The insecure girl reveals credentials that are impressive but she hides them as if they are heritable diseases. She is insecure in the trademark way that one markets an emotion off the shelf: Insecurity for 4.99. But I have been around real insecurity, I have suffered real insecurity. It does not come with clean open proclamations. For me, it comes in anger, in dismissal, in hiding so much of myself that I feel almost invisible. I have felt insecure for being "too much" and "not enough" simultaneously. I think my issue with the the girl is really that I just complain better than her for 90 pages.

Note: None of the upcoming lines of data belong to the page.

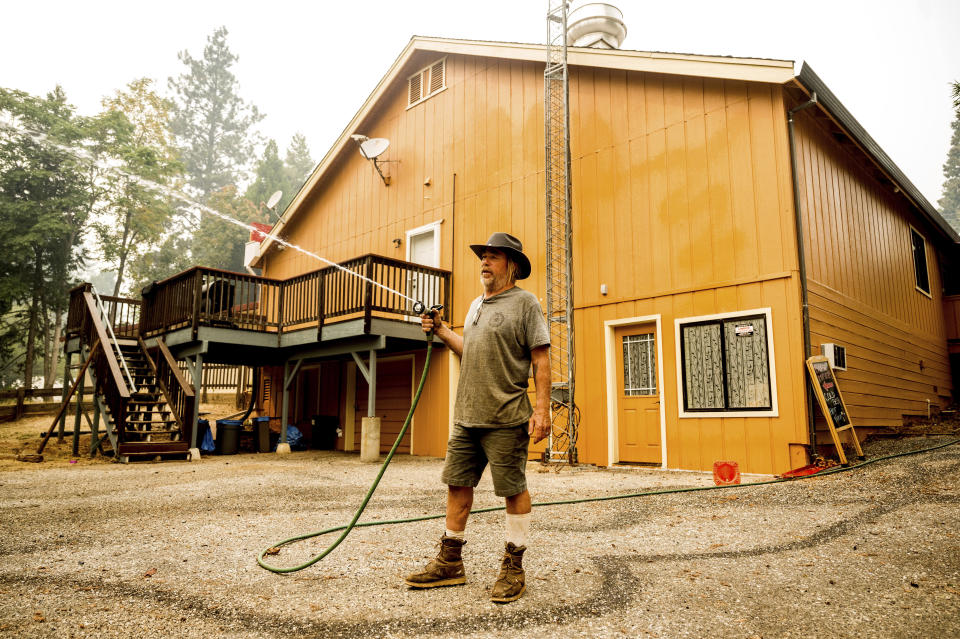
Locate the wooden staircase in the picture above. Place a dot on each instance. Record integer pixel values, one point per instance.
(149, 426)
(140, 392)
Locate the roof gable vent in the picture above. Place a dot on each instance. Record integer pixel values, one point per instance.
(426, 82)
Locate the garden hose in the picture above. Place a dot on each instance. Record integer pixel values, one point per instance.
(416, 398)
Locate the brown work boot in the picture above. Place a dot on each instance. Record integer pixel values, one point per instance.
(510, 583)
(445, 570)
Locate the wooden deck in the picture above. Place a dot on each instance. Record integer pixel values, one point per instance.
(237, 318)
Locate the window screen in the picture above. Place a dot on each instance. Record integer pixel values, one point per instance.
(639, 365)
(726, 365)
(920, 261)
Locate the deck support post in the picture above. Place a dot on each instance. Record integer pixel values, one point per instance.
(196, 373)
(369, 425)
(288, 376)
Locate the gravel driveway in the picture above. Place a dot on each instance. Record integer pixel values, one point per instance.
(168, 549)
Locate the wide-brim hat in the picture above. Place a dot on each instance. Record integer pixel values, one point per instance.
(509, 245)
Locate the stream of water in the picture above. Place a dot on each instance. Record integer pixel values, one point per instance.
(86, 156)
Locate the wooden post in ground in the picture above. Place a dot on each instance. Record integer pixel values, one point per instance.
(66, 386)
(18, 409)
(73, 389)
(76, 421)
(95, 429)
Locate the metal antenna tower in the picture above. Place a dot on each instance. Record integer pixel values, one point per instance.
(562, 445)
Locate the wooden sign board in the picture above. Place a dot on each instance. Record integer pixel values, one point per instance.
(831, 403)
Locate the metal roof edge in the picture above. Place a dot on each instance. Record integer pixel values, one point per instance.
(826, 98)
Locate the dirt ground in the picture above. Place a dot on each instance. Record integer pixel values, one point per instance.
(24, 436)
(97, 549)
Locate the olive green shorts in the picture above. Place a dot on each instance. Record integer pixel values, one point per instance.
(470, 449)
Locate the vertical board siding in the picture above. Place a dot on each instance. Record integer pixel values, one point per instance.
(862, 286)
(679, 198)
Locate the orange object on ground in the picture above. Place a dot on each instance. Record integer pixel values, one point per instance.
(726, 473)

I've discovered that I hide the things I deeply loved because to love is to accept loss, and sometimes that loss feels unbearable. A classmate and dear friend of mine puts her lipgloss on me, and she prepares my face with a sisterly tenderness that will break me if I think too hard about it. All the girls at this soiree end up wearing the same lipgloss. We all preen in the mirror together. We are posing for selfies, and I know in that moment we are infinite. We may never get back this moment, but I try not to think of the terrible transience of it all. To be in constant awareness of the void is also exhausting. I have been fed. I have been witnessed. I have received affection from people in ways that have been surprising and alarming. I have experienced the passage of time.

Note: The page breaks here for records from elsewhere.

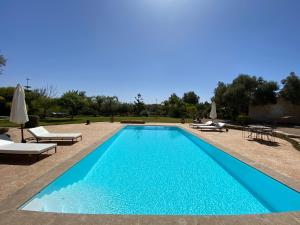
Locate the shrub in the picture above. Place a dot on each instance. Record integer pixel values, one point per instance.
(34, 121)
(243, 119)
(133, 121)
(3, 130)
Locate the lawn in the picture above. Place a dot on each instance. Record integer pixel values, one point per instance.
(83, 119)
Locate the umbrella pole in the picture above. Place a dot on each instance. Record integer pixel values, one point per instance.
(22, 134)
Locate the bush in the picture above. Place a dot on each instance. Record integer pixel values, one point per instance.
(243, 119)
(34, 121)
(3, 130)
(144, 113)
(133, 121)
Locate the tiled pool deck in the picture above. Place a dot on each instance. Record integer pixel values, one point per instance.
(20, 179)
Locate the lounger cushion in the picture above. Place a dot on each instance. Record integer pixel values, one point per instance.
(5, 142)
(28, 148)
(60, 135)
(42, 133)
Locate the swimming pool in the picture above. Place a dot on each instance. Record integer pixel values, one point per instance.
(160, 170)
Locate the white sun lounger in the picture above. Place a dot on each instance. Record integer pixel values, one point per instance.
(218, 126)
(40, 133)
(195, 125)
(9, 147)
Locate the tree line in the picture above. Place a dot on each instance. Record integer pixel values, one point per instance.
(234, 99)
(43, 102)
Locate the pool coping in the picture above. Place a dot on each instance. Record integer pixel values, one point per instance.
(10, 214)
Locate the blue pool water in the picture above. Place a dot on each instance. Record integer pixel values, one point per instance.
(162, 171)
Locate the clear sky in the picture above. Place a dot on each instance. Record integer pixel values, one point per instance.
(155, 47)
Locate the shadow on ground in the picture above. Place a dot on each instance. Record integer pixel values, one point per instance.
(265, 142)
(26, 160)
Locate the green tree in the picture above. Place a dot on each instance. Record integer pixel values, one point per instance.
(139, 104)
(2, 63)
(73, 101)
(192, 111)
(234, 99)
(190, 98)
(265, 92)
(175, 107)
(291, 88)
(219, 94)
(98, 103)
(112, 103)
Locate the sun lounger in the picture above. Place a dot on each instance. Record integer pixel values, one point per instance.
(195, 125)
(9, 147)
(218, 127)
(40, 133)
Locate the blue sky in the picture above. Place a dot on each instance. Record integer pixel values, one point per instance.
(155, 47)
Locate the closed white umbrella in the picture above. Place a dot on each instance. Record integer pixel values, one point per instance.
(18, 112)
(213, 111)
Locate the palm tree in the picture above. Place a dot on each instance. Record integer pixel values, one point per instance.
(2, 62)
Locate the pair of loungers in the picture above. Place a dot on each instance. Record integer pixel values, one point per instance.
(209, 125)
(40, 134)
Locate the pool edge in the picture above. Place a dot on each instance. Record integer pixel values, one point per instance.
(9, 213)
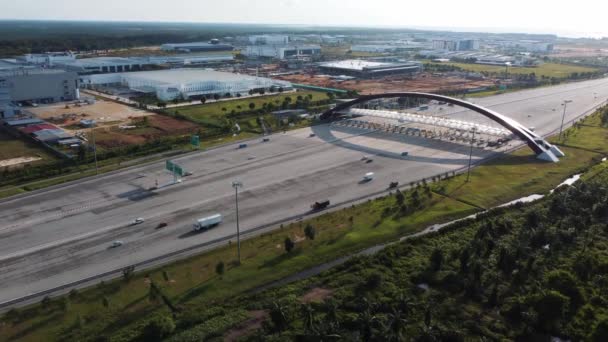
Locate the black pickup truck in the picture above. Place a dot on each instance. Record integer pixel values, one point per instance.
(319, 205)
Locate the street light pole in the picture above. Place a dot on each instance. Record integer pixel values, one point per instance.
(94, 150)
(236, 185)
(470, 155)
(561, 127)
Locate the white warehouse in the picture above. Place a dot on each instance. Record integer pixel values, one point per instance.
(184, 83)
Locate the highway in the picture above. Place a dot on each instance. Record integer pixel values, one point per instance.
(53, 237)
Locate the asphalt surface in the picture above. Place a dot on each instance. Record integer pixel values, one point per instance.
(54, 237)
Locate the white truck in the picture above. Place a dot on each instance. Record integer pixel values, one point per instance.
(208, 222)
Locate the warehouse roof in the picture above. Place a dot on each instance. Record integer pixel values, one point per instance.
(185, 76)
(360, 65)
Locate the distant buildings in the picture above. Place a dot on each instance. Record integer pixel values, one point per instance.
(526, 46)
(370, 69)
(98, 65)
(40, 85)
(382, 48)
(282, 52)
(49, 58)
(172, 84)
(214, 45)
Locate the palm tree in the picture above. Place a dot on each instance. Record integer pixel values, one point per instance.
(366, 321)
(310, 321)
(278, 316)
(396, 326)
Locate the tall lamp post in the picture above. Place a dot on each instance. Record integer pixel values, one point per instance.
(236, 185)
(471, 154)
(94, 150)
(561, 127)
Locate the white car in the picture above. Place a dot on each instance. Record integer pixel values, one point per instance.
(116, 243)
(137, 221)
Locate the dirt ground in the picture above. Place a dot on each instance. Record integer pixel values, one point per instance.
(104, 112)
(17, 161)
(247, 327)
(157, 126)
(316, 295)
(424, 82)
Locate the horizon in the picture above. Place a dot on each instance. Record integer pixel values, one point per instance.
(452, 29)
(470, 16)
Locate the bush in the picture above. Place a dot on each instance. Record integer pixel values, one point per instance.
(159, 328)
(289, 244)
(310, 232)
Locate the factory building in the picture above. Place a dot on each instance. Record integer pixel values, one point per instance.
(282, 52)
(269, 39)
(214, 45)
(102, 65)
(456, 45)
(185, 83)
(370, 69)
(99, 65)
(49, 58)
(40, 85)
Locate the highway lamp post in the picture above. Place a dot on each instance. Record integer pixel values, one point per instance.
(561, 127)
(236, 185)
(470, 154)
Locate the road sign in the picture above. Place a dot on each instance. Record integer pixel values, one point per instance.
(176, 169)
(195, 141)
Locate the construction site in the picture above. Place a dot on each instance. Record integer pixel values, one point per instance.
(423, 82)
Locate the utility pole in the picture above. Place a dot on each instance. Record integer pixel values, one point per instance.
(236, 185)
(561, 127)
(470, 155)
(94, 150)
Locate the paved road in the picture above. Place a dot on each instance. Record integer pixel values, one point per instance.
(62, 235)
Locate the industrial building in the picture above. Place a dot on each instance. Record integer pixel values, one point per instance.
(49, 58)
(370, 69)
(39, 85)
(282, 52)
(185, 83)
(381, 48)
(196, 47)
(456, 45)
(99, 65)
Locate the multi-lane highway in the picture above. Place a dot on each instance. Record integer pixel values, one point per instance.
(53, 237)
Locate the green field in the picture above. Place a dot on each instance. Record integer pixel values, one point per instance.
(211, 113)
(194, 285)
(545, 69)
(13, 148)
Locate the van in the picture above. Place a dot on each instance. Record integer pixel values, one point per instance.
(208, 222)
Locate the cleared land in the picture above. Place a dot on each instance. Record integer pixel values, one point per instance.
(424, 82)
(12, 149)
(104, 112)
(146, 130)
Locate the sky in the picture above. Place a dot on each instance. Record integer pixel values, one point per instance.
(580, 18)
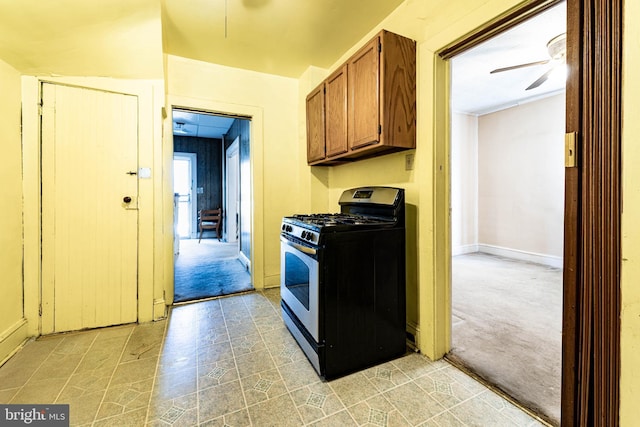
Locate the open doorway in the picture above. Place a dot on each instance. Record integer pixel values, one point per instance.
(507, 210)
(210, 255)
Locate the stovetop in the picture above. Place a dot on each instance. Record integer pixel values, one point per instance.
(327, 220)
(362, 208)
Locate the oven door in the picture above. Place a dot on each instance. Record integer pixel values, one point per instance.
(299, 283)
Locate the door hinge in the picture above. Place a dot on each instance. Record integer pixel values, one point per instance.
(570, 149)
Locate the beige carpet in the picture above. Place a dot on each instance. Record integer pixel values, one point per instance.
(507, 327)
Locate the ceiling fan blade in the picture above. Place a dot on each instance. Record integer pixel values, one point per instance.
(543, 78)
(514, 67)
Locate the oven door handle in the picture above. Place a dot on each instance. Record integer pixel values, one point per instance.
(304, 249)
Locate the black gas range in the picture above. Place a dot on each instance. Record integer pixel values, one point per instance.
(343, 281)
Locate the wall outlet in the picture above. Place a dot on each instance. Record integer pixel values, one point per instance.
(408, 161)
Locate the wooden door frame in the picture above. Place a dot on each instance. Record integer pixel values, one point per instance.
(592, 237)
(193, 214)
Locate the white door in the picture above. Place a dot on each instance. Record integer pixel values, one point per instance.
(233, 190)
(184, 186)
(89, 208)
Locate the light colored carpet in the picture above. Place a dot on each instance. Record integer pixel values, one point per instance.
(507, 327)
(208, 269)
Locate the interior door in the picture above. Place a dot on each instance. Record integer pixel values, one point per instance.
(89, 208)
(233, 191)
(185, 177)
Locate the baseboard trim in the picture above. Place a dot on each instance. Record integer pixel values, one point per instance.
(12, 340)
(159, 309)
(413, 336)
(548, 260)
(245, 261)
(464, 249)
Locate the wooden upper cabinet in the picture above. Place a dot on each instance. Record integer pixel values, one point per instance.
(315, 125)
(336, 112)
(369, 104)
(364, 95)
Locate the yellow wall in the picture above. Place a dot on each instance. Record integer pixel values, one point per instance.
(272, 103)
(630, 316)
(12, 324)
(433, 24)
(284, 184)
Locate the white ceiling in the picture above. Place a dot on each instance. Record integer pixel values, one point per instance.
(476, 91)
(127, 39)
(187, 123)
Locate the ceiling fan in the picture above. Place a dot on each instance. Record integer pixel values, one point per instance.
(557, 48)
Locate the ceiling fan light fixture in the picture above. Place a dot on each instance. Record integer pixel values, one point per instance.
(557, 47)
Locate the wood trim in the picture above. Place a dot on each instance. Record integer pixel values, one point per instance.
(591, 324)
(572, 335)
(494, 27)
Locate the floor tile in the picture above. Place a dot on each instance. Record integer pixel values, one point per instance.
(216, 401)
(342, 419)
(353, 388)
(253, 363)
(189, 370)
(214, 353)
(217, 373)
(235, 419)
(263, 386)
(316, 401)
(476, 412)
(386, 376)
(415, 405)
(298, 374)
(175, 383)
(181, 411)
(377, 411)
(277, 412)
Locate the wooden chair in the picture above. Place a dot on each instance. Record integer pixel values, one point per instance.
(209, 219)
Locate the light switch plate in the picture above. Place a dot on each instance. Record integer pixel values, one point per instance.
(408, 161)
(144, 173)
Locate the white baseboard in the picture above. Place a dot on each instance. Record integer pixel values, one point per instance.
(12, 339)
(549, 260)
(464, 249)
(245, 261)
(272, 281)
(413, 330)
(159, 309)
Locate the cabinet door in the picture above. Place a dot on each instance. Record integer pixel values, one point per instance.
(336, 113)
(364, 95)
(315, 125)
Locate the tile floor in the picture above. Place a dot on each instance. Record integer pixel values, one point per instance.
(231, 362)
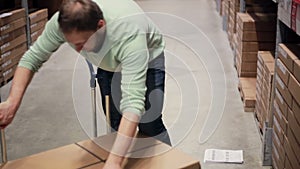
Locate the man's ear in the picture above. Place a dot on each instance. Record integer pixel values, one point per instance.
(101, 23)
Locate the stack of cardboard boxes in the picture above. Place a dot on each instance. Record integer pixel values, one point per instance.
(234, 7)
(286, 120)
(38, 20)
(265, 72)
(255, 31)
(12, 42)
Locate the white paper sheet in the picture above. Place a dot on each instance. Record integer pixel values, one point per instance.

There have been intense periods of isolation this semester too. Times where I've simply had to sit down and beat into my brain things that simply were not intuitive. I have felt time find me in the corridors of school where once I too was a sophomore or a junior or 23 or 25. I've had to drink from the firehose and swallow a volume of material that expects me a cognitive plasticity from me that I have either lost or simply never had. And yet, that is the nature of school. Despite my best efforts to find community in business school and despite my (successful) attempts to fight off the FOMO, I have sometimes caved to the fear of not fitting in and to the desperate anxiety of finding ways to weaponize that to feel some sense of control. There are times when I have abandoned myself, and though they have been fewer than before, they happened nonetheless.
Reading the play made me angry enough to write seven pages of an adaptation. In these seven pages, I switch some characters around and push more plot in 7 pages than the original had until page 30. Perhaps satire is my comfort genre because I am productive when I am angry. My friend who shared the original draft says he will read and offer feedback on the version that I sent to him, which is kind, because my draft is also rough. Part of me believes that I should finish the draft as an exercise in writing again. Write some more fiction. Read more of the things I care about. Find peace and love and God and a job and skills and better recipes and routines and structure.
Instead, for the first time in four months, I have found time.